After a quick stop in the ladies’ room to contemplate vomiting before splashing cold water on my face, I climb into Kyle’s and Emily’s green Land Rover and drive to their house. We buried their remains last week. Emily was an only child. Her father died of cancer five years ago, and her mom, Sharon, has early-onset dementia. Sharon’s caregiver (a cousin) took her back to the assisted living facility right after the funeral.
“Hey, how did it go?” Mom asks, rummaging through the fridge because …
She shuts the door and leans against it as I plop my ass into the chair, transfixed by the table covered in food—enough baked goods to give an entire village diabetes.
“Doesn’t sound fine.” She wipes a tear from her cheek.
I don’t know what it feels like to lose a child—or even have one for that matter. My tears fell quickly after the news of their deaths. More tears made a proper appearance at their funeral. Today, the reality of my new role replaced the tears.

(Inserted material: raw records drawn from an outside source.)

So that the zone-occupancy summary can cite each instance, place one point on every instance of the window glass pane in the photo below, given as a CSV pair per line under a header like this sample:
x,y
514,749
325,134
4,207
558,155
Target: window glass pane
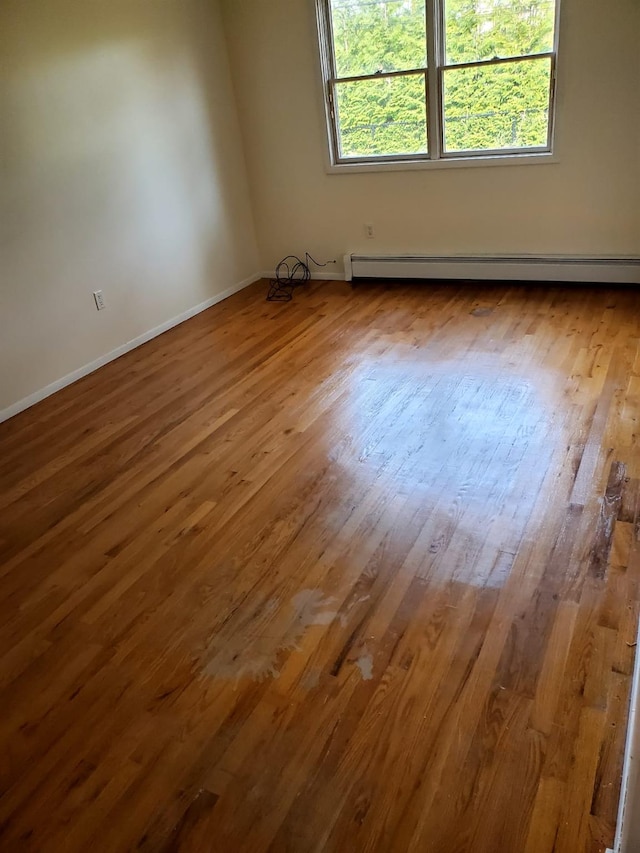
x,y
497,106
385,116
486,29
378,35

I’m … a mom? No. That’s not right. I’m still a fun aunt. Gabe won’t think of me as his mom.
Maybe his friend.
An eight year babysitter.
“I know they thought we were too old to take care of Gabe, but that’s not true. He can come to Great Falls with us. I think he’d like living in Montana.” Mom wears a fairly believable smile on her weary face, but I notice her new wrinkles. Craters of pain that can never be erased.